About
This project is a modular, node-based computational environment developed within Blender using Sverchok. It integrates data gathering, spatial analysis, generative modelling, and interactive visualisation into a single coherent workflow.
The system was developed as part of a doctoral research project focused on computational tool development for data-driven urban design.
The broader conceptual and technical development can be accessed here:
Computational Development Chapter
Conceptual Framework
The architecture is structured around a layered computational framework that organises how data, tools, and design processes interact.

It establishes a structured relationship between:
- Contextual data
- Computational toolkit
- Generative systems
- Visualisation and deployment
Rather than a linear workflow, the framework supports modular recombination and iterative loops.
Node Architecture
The node system reflects this framework and is organised into four primary domains:
- Gathering — contextual and structured data integration
- Analysing — metric computation and quantitative evaluation
- Generating — parametric transformation and geometry construction
- Visualising — interactive representation and deployment
Each domain corresponds to a distinct computational responsibility while remaining interoperable within the same node tree.
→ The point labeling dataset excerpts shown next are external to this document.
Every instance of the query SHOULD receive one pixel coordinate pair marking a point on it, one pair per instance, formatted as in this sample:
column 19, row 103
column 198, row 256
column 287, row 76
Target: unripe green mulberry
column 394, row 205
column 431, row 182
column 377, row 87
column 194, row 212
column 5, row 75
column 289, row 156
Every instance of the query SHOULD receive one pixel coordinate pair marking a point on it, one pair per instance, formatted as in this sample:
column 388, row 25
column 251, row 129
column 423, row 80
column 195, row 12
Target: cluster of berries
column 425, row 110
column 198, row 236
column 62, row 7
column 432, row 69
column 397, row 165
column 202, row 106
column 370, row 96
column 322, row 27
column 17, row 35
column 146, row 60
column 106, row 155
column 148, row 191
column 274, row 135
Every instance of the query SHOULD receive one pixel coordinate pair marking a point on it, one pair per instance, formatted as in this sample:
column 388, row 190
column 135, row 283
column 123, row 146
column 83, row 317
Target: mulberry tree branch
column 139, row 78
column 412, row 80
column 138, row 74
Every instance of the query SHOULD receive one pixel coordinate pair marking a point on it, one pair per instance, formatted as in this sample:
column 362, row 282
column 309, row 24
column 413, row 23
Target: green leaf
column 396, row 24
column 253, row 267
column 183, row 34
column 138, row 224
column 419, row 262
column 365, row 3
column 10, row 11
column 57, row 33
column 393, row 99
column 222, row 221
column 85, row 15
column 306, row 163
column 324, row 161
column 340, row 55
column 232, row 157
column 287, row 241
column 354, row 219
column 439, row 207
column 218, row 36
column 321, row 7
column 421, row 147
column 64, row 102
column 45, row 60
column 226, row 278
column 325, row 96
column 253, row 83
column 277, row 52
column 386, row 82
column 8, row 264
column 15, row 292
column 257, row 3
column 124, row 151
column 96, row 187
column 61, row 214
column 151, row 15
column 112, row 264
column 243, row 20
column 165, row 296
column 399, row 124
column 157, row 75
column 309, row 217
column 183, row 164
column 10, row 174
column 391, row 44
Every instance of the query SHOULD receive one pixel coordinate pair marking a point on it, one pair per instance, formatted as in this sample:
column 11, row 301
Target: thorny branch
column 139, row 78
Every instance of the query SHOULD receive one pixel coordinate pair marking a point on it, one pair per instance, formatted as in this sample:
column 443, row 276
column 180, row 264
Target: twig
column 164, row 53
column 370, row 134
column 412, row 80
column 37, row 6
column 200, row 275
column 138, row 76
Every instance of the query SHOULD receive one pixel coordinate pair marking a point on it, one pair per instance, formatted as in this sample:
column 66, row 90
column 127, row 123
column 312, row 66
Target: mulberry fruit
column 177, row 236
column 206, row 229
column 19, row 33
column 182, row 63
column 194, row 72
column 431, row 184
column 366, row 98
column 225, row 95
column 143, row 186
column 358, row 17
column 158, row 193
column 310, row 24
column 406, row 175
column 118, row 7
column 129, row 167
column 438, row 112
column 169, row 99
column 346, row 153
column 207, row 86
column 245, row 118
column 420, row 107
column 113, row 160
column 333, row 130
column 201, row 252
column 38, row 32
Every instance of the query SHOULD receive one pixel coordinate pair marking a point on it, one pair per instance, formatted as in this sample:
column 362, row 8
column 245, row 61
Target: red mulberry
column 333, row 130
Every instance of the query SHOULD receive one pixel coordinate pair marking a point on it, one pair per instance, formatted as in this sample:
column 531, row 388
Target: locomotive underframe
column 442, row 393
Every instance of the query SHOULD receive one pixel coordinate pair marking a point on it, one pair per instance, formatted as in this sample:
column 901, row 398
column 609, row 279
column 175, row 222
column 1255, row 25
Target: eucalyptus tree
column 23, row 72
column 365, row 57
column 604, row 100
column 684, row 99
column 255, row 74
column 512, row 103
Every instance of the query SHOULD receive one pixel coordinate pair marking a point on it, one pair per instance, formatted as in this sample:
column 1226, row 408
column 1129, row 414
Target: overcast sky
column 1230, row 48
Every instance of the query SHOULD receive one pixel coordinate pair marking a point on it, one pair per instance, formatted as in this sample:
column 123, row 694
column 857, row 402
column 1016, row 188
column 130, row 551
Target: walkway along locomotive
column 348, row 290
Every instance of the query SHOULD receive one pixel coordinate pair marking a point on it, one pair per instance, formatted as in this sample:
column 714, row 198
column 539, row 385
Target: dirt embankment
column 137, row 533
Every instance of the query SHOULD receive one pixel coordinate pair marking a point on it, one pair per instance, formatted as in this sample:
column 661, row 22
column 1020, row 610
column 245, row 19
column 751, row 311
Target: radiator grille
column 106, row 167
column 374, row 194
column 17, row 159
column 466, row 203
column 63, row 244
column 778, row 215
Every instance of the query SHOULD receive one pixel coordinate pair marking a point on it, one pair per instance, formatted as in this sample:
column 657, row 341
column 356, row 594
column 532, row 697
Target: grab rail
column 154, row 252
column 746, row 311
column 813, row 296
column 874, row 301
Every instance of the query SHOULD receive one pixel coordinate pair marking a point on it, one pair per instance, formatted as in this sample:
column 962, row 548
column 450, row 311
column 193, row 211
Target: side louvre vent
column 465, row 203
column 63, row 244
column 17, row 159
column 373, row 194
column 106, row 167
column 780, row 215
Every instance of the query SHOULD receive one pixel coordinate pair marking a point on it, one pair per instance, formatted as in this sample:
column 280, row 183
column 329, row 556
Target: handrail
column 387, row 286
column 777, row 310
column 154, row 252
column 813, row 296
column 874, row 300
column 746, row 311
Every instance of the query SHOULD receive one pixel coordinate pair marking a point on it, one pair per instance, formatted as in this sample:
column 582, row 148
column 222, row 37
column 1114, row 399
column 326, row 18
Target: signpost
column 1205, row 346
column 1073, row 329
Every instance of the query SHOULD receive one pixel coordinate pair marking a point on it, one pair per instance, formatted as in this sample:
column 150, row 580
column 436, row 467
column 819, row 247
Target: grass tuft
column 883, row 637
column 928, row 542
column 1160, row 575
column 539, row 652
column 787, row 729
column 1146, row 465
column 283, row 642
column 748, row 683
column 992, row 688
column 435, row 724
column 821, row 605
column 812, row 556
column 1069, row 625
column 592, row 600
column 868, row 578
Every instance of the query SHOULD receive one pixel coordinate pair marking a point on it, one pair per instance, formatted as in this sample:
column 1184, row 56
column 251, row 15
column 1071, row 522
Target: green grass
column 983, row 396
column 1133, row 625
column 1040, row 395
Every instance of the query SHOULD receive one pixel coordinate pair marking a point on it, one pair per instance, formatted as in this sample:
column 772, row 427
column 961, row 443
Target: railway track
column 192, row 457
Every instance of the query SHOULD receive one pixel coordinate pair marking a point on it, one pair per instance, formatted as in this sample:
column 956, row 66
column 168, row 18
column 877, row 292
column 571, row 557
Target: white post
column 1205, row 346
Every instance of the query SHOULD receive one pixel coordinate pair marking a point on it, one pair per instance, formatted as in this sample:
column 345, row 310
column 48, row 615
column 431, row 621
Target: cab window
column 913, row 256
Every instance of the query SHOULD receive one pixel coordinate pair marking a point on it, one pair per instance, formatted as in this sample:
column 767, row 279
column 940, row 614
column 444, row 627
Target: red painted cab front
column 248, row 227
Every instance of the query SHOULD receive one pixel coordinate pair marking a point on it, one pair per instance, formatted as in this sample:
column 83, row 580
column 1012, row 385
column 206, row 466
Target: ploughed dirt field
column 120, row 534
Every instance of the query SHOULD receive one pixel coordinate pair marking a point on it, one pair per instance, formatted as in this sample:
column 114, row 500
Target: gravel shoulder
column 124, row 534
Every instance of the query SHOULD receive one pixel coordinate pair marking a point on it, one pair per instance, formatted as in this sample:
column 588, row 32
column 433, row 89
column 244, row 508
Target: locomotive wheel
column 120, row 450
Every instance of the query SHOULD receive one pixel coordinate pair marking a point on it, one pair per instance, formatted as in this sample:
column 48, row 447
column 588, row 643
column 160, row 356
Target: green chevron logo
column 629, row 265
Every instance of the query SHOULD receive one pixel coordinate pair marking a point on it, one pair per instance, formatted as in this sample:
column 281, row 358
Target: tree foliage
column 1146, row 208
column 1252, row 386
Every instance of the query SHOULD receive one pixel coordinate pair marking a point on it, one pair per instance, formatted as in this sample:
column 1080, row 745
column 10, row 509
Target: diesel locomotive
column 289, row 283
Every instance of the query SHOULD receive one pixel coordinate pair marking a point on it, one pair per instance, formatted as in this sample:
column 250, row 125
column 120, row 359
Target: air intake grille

The structure aligns with Sverchok’s evaluation model, where nodes execute when linked, pass structured outputs downstream, and maintain explicit data typing:
Sverchok Tree Evaluation System
Scope
The environment supports:
- GIS vector and raster integration
- LiDAR and terrain processing
- Street network analysis
- Statistical and machine learning workflows
- Parametric geometry generation
- Dashboard creation and web deployment
- Interactive map-based visualisation
- VR-ready exports
It bridges computational design, spatial data science, and interactive communication inside a unified node-based ecosystem.
Development Context
The system was developed during doctoral research and evolved through iterative experimentation, tool refinement, and integration of open-source computational technologies.
Its structure reflects a synthesis of:
- GIS and spatial analytics
- Network science
- Data science workflows
- Parametric modelling
- Interactive dashboard systems
The result is a coherent computational architecture where contextual data, analytical methods, generative systems, and communicative outputs operate as distinct yet interconnected components.